Prime Minister Yitzhak Shamir has once again vowed that nothing would stop Jews from settling everywhere in “Eretz Yisrael,” which includes the West Bank and Gaza Strip.
Jewish settlement in all parts of Eretz Yisrael — or Greater Israel — will continue as long as there are Jews and there is empty territory, he told the Knesset Foreign Affairs and Defense Committee on Monday.

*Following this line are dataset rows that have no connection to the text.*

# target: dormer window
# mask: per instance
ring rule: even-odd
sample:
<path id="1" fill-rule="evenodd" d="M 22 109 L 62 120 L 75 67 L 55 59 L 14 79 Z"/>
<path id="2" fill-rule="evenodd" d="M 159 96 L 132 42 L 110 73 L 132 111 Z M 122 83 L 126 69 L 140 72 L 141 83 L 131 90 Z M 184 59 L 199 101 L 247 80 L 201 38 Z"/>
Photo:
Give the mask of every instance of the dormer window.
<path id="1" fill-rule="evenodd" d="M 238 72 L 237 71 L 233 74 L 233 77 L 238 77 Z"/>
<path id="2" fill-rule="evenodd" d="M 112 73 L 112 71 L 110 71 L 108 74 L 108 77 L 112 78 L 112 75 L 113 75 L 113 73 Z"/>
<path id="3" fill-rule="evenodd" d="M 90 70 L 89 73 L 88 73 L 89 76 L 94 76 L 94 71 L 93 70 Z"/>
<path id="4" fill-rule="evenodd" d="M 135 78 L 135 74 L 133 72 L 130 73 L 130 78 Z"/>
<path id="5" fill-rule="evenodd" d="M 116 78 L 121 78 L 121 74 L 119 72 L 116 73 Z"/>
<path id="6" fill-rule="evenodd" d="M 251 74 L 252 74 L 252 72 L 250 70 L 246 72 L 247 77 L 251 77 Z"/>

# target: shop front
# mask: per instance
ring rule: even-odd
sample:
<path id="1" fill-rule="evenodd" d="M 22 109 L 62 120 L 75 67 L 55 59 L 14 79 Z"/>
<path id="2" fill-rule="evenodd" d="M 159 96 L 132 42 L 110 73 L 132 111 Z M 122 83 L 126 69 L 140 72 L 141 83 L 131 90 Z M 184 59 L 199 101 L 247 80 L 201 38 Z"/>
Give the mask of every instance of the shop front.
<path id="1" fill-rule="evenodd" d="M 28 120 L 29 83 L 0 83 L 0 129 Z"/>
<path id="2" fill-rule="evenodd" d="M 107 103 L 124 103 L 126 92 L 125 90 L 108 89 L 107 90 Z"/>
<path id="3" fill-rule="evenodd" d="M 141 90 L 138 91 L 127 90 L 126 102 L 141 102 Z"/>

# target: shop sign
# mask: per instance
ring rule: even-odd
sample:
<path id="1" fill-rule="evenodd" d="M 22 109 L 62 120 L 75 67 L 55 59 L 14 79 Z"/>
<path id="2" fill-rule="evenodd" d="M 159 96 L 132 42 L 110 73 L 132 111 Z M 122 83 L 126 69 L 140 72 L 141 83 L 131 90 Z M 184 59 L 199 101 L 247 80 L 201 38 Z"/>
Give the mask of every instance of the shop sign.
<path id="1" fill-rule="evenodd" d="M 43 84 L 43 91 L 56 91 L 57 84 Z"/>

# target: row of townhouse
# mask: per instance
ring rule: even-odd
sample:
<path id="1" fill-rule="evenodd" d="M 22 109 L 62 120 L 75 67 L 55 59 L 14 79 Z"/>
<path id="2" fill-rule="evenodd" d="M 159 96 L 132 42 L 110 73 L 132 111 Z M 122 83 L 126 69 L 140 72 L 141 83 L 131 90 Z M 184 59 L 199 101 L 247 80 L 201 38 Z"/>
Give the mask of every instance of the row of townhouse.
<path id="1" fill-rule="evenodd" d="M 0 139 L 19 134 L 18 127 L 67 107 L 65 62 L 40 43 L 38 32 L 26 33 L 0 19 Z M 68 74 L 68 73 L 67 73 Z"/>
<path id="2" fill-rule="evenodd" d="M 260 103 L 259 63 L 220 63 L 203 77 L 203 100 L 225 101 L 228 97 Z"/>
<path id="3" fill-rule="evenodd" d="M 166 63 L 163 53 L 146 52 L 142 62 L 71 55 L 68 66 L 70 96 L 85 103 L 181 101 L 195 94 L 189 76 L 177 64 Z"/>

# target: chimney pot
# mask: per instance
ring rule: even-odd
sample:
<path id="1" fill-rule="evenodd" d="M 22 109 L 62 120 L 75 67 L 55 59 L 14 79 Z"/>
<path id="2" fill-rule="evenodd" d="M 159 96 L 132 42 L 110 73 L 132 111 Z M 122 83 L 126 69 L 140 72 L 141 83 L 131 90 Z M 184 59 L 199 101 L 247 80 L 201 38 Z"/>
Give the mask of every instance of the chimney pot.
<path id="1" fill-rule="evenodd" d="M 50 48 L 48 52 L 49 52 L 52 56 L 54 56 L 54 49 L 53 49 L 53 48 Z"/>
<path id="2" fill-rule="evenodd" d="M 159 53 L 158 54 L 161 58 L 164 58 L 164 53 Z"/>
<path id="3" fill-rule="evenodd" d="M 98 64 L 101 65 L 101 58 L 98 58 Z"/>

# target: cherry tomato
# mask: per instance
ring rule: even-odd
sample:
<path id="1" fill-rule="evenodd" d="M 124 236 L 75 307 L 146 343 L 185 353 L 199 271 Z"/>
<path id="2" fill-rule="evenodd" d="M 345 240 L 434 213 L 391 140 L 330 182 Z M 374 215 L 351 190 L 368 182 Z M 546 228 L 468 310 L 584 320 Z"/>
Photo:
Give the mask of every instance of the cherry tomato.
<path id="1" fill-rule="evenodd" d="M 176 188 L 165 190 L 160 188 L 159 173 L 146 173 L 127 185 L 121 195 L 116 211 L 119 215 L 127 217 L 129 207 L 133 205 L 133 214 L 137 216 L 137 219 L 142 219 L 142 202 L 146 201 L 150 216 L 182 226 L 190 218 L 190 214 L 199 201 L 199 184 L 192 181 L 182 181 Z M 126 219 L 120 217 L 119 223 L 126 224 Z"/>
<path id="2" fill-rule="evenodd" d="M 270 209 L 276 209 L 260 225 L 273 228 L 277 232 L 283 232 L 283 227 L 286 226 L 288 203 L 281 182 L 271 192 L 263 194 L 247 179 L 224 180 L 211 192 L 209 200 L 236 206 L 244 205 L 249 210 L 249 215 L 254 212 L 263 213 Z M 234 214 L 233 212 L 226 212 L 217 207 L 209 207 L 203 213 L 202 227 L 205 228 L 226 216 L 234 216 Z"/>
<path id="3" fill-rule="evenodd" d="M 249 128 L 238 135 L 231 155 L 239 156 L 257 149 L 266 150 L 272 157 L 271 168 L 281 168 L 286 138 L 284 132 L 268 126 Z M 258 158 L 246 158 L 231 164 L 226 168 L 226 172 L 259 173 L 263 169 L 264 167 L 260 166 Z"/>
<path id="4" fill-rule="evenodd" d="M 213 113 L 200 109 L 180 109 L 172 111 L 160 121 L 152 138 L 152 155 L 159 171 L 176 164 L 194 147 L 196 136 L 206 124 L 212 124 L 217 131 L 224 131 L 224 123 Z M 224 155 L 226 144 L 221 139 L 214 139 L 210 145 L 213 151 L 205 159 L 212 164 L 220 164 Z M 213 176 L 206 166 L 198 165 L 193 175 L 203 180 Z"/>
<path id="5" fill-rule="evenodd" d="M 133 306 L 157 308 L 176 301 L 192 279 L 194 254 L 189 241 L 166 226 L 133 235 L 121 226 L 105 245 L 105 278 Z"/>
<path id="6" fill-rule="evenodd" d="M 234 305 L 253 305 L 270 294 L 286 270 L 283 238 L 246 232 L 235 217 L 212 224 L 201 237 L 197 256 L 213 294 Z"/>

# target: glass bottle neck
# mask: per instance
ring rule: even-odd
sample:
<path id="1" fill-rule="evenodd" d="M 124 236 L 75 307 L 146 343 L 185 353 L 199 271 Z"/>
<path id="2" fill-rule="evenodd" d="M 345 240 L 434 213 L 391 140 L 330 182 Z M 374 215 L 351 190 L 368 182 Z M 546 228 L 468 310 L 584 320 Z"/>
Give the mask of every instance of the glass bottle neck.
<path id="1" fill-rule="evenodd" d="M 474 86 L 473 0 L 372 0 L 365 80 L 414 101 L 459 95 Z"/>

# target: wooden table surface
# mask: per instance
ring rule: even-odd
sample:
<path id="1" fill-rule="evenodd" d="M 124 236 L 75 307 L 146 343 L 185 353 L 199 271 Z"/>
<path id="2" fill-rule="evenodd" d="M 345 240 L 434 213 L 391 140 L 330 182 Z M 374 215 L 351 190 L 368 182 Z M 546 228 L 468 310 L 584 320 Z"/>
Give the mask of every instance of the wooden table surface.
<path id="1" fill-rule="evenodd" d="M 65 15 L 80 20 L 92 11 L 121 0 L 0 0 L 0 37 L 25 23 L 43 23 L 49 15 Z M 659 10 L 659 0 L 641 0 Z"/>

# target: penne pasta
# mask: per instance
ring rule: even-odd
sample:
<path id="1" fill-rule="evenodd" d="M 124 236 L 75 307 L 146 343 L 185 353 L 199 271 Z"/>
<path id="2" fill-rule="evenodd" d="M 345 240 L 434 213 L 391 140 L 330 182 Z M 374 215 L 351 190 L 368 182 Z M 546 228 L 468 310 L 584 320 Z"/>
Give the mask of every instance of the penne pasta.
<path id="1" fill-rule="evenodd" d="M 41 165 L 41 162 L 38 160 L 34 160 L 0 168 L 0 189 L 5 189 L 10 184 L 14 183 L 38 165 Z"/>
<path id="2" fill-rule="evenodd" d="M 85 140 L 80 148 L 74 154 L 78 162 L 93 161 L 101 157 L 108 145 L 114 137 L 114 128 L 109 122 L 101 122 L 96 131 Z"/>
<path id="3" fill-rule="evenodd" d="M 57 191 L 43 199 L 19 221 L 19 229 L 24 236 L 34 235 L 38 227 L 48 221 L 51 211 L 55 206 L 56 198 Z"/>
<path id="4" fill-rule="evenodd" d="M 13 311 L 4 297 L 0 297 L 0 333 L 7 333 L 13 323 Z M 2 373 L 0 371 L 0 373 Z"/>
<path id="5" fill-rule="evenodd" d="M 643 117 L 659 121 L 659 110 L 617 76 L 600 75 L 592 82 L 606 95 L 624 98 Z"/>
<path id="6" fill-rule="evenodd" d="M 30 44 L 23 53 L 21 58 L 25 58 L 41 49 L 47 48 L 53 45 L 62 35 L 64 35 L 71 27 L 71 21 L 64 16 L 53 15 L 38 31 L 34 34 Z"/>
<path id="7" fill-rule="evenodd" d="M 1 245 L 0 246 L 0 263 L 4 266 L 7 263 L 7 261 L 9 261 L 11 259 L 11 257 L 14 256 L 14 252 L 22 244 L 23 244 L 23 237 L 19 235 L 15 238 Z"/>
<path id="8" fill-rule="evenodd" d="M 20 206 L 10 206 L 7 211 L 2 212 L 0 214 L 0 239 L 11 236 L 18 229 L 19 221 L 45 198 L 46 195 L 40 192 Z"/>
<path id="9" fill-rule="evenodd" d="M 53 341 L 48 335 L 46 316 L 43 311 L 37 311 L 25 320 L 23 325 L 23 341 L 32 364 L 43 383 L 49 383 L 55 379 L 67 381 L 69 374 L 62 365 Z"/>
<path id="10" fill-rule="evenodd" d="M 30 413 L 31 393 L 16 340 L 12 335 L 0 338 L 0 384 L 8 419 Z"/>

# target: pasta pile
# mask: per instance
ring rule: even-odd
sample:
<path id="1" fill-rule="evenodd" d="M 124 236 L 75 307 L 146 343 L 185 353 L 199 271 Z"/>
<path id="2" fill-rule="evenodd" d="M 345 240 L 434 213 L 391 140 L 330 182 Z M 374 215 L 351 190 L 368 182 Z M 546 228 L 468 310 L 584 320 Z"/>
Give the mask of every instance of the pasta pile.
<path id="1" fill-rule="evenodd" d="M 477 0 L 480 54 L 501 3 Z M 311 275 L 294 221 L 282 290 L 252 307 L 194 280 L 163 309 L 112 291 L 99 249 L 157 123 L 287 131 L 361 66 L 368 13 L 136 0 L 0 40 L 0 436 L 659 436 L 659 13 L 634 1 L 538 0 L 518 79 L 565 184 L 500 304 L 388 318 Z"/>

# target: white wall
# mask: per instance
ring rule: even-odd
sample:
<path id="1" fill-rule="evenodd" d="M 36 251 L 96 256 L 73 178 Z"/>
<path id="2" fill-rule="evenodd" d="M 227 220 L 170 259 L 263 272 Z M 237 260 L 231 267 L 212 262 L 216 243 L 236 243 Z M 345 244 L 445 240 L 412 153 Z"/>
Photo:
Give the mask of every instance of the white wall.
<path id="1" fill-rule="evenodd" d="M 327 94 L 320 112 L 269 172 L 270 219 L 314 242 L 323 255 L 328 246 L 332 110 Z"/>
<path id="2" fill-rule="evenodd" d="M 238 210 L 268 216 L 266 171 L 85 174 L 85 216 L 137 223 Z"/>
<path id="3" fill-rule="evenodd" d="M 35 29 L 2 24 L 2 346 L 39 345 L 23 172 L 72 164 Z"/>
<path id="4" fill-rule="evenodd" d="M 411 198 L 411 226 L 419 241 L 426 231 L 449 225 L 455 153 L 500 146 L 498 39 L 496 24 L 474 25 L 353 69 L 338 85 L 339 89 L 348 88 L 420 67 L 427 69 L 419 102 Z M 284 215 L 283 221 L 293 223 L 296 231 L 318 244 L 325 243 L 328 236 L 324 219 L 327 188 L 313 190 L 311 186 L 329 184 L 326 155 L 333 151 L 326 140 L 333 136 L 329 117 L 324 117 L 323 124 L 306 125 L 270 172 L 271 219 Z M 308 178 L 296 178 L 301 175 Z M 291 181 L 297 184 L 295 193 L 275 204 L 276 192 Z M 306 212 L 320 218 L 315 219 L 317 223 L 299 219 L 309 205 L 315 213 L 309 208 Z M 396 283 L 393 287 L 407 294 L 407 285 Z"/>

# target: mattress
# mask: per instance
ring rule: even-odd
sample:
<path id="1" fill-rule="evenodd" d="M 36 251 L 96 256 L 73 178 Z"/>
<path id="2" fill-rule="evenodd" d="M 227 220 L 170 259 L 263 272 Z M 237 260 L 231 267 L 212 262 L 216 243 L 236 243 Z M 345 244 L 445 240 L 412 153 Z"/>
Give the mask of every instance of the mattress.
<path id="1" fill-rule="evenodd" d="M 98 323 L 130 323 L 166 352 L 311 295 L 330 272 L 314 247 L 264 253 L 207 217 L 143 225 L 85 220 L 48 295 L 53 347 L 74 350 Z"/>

He emphasized there is no part of Eretz Yisrael from which Israel will withdraw.
Shamir also indicated that as far as he is concerned, settlements in the administered territories take precedence over settling the Negev.
But the prime minister played down his government’s confrontation with the United States on the issue of settlements, which the Bush administration views as an obstacle to peace.
Shamir refrained from criticizing the Bush administration.
He cited as an example the U.S. announcement last week that its investigation found no evidence that Israel had transferred Patriot anti-missile technology to China without Washington’s approval.
That statement was “very clear,” he said, and he now regards the matter as “closed.”
Shamir rejected the idea that Jewish settlements in the disputed territories are provocative.
“Jewish settlement in Judea and Samaria is provocation only in the eyes of enemies,” Shamir said, using the biblical names for the land comprising the West Bank.
“But those elements also did not want Tel Aviv to be settled,” he added.
“Let there be as many such provocations as possible, and let there be as many settlements as possible in Judea and Samaria,” Shamir said.
When Labor Knesset member Arieh Eliav observed that he lived in the Nitzana region of the Negev where there are thousands of empty acres to be settled, Shamir replied: “Their turn for settlement will come too.”